Public Art Registry
Sea to Sky
Artwork has been removed.
Photo: Rachel Topham
Sea to Sky - photo by Rachel Topham
Sea to Sky - photo by Rachel Topham
šxʷƛ̓exən Xwtl’a7shn Plaza (formerly Queen Elizabeth Theatre Plaza)
At the parking exit structure on the corner of W Georgia and Hamilton
The artwork has been removed from this location.
Civic
2017
Digitally printed onto adhesive vinyl
Two-dimensional artwork
No longer in place
City of Vancouver
Canada 150+
Light box
Description of work

The City of Vancouver, as part of its Canada 150+ program, commissioned a series of six paint and print murals created by Indigenous artists and artist teams. The public art is part of the City’s ongoing commitment to reconciliation and strengthening of relations between Indigenous communities and Vancouverites.

The murals, banners and transparencies were commissioned as part of the City of Vancouver's commemoration of the sesquicentennial of Canada's confederation. Vancouver refocused the national celebration on its indigenous peoples and First Nations, who long precede confederation, and whose resurgence will continue long past the anniversary--hence "150+".

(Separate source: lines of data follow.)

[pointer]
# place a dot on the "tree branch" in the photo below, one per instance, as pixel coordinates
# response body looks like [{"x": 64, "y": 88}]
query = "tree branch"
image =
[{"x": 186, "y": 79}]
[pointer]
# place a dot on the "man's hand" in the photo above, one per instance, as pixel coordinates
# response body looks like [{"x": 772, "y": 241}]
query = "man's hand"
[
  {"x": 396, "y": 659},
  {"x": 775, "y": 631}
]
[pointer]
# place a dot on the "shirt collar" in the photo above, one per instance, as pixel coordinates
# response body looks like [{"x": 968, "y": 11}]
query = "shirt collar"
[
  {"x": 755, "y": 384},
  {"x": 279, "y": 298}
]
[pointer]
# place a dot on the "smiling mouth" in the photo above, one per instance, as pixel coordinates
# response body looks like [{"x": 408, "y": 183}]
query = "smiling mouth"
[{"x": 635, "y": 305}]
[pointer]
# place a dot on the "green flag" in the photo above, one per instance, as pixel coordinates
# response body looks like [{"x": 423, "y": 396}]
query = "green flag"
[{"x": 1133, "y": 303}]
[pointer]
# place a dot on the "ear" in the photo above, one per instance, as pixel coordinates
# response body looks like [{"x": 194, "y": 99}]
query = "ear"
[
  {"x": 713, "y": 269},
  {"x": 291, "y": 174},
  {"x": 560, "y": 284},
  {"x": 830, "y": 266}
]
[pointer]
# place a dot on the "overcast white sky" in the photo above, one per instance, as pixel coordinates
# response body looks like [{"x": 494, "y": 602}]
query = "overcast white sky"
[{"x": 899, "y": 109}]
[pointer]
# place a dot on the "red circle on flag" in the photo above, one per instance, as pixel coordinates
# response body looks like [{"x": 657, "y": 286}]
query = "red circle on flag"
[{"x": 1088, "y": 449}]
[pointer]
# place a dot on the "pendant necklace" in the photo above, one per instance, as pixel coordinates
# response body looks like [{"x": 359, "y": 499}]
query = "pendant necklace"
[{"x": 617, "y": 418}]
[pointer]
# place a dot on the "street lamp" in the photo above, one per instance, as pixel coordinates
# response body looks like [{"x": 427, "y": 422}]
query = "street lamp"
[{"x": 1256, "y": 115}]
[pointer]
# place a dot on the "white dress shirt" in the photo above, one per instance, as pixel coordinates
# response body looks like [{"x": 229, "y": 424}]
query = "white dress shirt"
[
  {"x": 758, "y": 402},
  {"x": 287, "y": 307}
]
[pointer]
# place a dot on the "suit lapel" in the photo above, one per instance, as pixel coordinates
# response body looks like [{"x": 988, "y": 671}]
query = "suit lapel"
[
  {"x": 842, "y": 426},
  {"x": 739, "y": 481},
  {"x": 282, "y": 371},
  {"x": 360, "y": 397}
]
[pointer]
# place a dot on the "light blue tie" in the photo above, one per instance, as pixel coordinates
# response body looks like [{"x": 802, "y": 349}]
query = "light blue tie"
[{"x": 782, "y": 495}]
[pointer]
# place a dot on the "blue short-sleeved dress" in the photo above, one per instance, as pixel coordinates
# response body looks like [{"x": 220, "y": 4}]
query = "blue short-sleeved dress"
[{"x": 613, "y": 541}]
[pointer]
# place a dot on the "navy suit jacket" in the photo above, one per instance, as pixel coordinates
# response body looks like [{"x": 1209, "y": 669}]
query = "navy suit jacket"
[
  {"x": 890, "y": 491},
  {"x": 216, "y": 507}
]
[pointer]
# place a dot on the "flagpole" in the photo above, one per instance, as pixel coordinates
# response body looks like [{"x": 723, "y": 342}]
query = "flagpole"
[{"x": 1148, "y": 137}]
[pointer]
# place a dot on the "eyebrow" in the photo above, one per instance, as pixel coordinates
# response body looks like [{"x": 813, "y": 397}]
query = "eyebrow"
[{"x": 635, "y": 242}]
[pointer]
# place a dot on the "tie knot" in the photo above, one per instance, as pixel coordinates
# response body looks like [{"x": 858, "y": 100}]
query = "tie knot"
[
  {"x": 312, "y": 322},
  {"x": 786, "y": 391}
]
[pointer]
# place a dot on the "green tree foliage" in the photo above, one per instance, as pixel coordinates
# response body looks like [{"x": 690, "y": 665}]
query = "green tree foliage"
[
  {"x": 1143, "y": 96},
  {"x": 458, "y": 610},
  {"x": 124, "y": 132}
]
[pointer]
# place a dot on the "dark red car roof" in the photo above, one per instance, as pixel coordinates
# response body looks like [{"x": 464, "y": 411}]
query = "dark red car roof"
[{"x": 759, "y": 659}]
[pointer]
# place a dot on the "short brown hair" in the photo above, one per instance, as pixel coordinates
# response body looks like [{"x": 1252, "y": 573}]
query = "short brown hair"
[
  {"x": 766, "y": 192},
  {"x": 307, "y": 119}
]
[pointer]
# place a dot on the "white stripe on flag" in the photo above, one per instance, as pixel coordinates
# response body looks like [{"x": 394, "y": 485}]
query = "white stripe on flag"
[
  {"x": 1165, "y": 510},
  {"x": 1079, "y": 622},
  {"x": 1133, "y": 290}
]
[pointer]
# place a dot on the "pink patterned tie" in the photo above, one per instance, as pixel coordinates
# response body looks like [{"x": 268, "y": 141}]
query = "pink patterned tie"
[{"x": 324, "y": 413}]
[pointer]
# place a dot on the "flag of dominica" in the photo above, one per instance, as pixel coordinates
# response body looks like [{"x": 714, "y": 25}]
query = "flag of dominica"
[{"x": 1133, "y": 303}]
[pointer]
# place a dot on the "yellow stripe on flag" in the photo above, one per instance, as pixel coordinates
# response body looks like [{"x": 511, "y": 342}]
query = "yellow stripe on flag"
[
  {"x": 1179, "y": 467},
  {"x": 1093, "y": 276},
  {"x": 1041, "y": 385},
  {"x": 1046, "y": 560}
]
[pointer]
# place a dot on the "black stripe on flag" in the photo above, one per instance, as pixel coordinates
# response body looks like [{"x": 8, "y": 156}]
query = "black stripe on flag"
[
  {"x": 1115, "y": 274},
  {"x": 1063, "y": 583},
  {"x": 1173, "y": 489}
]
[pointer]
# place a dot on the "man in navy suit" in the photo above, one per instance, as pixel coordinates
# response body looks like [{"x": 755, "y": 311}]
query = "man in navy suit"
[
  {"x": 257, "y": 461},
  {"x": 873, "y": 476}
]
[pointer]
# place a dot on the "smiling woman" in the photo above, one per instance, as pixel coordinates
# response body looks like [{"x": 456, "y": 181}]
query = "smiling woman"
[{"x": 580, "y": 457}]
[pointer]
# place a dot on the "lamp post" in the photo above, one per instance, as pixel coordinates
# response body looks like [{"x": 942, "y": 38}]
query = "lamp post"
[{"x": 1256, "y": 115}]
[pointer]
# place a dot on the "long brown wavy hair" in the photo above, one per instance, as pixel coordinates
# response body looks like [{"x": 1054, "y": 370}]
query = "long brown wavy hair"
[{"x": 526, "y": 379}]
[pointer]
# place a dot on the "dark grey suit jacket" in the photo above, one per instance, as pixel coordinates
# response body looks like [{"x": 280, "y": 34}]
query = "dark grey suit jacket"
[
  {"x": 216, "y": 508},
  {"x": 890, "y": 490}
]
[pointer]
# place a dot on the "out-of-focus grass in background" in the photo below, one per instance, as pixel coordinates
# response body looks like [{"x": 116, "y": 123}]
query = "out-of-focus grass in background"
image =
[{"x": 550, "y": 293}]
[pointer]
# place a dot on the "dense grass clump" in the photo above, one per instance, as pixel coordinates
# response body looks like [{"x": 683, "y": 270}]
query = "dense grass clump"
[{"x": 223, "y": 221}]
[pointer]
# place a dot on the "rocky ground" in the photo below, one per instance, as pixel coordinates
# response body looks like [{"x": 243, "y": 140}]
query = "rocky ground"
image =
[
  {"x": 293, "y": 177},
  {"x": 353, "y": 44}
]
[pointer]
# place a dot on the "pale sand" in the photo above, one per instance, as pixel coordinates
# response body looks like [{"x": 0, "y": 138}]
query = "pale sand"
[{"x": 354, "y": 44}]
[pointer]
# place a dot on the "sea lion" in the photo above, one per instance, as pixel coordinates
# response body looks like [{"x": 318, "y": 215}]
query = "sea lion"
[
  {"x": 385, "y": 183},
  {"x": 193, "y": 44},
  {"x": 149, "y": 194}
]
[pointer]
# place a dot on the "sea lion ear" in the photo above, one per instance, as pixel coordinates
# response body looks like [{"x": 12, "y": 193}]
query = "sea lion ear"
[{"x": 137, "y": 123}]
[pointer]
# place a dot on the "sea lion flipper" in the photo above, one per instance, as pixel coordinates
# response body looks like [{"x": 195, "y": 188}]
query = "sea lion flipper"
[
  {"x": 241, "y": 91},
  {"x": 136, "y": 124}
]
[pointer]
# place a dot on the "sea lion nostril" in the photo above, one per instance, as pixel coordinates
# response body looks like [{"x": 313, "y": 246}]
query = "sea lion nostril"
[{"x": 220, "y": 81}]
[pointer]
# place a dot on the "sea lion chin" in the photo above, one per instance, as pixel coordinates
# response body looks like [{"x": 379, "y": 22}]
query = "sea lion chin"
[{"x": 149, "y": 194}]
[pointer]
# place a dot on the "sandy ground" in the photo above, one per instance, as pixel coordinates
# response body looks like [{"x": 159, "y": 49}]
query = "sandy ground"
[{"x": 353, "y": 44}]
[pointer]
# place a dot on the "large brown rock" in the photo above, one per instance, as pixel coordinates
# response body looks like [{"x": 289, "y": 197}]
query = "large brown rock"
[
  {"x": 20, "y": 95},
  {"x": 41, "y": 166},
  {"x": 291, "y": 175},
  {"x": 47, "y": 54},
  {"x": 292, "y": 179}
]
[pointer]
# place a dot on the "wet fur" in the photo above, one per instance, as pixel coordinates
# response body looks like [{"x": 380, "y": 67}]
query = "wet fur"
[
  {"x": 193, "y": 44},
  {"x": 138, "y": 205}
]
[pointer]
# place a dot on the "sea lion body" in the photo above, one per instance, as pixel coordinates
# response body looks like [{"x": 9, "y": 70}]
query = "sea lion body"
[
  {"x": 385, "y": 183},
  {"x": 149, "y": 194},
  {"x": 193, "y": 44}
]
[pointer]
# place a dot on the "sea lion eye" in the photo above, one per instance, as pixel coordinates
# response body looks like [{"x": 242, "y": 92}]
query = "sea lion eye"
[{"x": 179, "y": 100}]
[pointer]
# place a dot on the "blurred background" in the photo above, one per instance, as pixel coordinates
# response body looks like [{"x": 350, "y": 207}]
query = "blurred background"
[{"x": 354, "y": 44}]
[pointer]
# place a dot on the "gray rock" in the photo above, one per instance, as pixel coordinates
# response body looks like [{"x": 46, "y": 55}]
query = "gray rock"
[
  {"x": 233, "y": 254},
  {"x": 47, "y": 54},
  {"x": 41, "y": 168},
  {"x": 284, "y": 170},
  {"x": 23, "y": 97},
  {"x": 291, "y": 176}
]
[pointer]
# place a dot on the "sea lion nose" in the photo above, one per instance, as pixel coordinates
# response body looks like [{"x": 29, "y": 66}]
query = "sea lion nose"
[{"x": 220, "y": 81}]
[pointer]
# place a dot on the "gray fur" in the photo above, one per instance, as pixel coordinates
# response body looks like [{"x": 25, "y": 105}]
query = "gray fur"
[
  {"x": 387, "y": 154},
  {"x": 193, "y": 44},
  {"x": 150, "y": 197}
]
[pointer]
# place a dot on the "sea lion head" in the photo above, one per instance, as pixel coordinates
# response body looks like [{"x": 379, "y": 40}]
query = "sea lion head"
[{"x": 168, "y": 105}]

The public art program issued a call for murals in January 2017. The six successful applicant teams were reviewed and chosen by a selection panel of Indigenous artists and art professionals.

The projects were realized throughout the city centre, including projects at the central library, Queen Elizabeth Theatre and its plaza, the headhouse of a Canada Line station, a laneway on the Downtown Eastside, and the lot where the Kanata Fest and the Drum Is Calling Festival were held.

Works variously drew from Coast Salish, formline, and Woodland School forms, presented portraits mixing contemporary and traditional clothing and regalia, and collaged photographic images into abstracted compositions.

Commissioned in the spirit of Reconcilation, the project served to increase Indigenous visibility on the unceded territories of the Musqueam, Squamish, and Tsleil-Waututh Nations now known as Vancouver.

Artist statement

“Sea to Sky” represents all of what Canada has to offer in terms of natural landscapes, abounding wildlife and rich cultural diversity. It reminds us of the connections present between the earth, all plants and animals and ourselves. We are not alone and separate from nature, but an integral part of it. Located on traditional Coast Salish territory,the artwork represents a land where our ancestors lived and gained their livelihoods. They depended on the waterways for food and travel and on the forests for shelter. The imagery shows Vancouver’s surroundings in the heart of the city, while acknowledging the four directions (north, east, south, west).